When Amartya met Paulo: Social Work, Human Capabilities and Critical Pedagogy
Dr Gurnam Singh an Associate Professor of Social Work and Post Graduate Research Degrees Lead at Coventry University. He is also Visiting Professor of Social Work at the University of Chester and Visiting Fellow in Race and Education at the University of Arts, London. Before entering academia, he worked as a professional Social Worker in Bradford. Dr Singh completed his PhD from the University of Warwick in 2004; his thesis looked at the development of anti-racist social work in the UK. In 2009 he was awarded a prestigious National Teaching Fellowship by the Higher Education Academy for his work on inclusion in Higher Education and more recently became a Fellow of the Royal Society of Arts (RSA).
He has an extensive international research profile and has published widely on themes related to social justice and anti-oppression within the fields of social work and higher education. Along with his academic work, Dr Singh, is involved in community activism and has an extensive media profile particularly within community TV broadcasting.

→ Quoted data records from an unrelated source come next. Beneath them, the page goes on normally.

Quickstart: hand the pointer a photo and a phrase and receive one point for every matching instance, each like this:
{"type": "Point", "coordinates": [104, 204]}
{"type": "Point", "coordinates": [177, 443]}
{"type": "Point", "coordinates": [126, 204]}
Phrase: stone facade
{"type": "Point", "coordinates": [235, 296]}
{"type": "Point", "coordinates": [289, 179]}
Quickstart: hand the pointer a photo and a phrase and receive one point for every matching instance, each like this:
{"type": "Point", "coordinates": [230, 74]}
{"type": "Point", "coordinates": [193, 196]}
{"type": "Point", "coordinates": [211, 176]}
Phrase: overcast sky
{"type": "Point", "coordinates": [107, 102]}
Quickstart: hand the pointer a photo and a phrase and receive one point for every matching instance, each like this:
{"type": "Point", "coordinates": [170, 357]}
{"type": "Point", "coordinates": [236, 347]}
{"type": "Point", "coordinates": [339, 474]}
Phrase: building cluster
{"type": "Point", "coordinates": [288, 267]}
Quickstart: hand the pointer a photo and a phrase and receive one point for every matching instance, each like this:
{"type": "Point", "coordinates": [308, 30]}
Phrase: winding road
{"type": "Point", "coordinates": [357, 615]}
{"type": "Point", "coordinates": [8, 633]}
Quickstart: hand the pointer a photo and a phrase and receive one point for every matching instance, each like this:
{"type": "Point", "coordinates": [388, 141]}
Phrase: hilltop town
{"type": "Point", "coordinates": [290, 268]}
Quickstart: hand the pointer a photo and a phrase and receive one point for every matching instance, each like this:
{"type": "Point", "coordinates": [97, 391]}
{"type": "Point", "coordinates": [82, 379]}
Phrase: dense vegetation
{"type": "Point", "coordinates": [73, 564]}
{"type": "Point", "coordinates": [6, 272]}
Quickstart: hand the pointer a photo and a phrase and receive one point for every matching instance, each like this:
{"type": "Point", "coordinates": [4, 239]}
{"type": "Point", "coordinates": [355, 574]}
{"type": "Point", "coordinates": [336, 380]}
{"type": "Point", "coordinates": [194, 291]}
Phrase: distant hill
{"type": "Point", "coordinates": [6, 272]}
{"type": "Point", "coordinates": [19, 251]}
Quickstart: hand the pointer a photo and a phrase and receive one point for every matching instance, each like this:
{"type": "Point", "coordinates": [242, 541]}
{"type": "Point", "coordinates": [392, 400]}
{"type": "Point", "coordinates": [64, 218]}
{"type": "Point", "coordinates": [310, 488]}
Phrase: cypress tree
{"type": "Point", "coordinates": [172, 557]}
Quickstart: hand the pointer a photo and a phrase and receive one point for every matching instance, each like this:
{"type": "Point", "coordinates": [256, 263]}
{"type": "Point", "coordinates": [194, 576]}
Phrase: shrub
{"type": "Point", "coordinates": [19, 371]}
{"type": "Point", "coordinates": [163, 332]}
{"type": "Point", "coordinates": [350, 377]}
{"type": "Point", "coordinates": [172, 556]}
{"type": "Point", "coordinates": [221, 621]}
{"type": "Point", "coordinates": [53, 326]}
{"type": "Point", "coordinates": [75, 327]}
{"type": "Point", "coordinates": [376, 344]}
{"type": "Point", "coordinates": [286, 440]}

The term human capability is closely related to a much wider scholarship within human and international development and the ‘basics needs’ approach. An important underpinning aspect of this approaches is the growing influence of human rights and social justice that emerged from the mid part of the 20th century in what could be characterized as the post-colonial era. This period represents the emergence of a wide range of social movements that sought to establish a critical break from the past characterised by spurious associations between human biological differences and human functioning and abilities. These developments have been instrumental in shaping to contemporary landscape of international social work as well as other fields of development in terms of the duty to promote liberation and human rights. However, much of the social work literature foregrounds psychosocial models of human functioning that tend to locate the problem with the individual. This presentation seeks to offer a radically different model of social work based on combining the ‘human capabilities’ approach developed by Amartya Sen with ideas from ‘critical pedagogy’ and the work of Paulo Freire. Specifically, the presentation looks at how Sen and Freire deploy the concepts of ‘freedom’ and ‘development’ and how these can be unified into developing dynamic and holistic approaches to social work but also more broadly to other spheres of practice, concerned with human liberation and empowerment.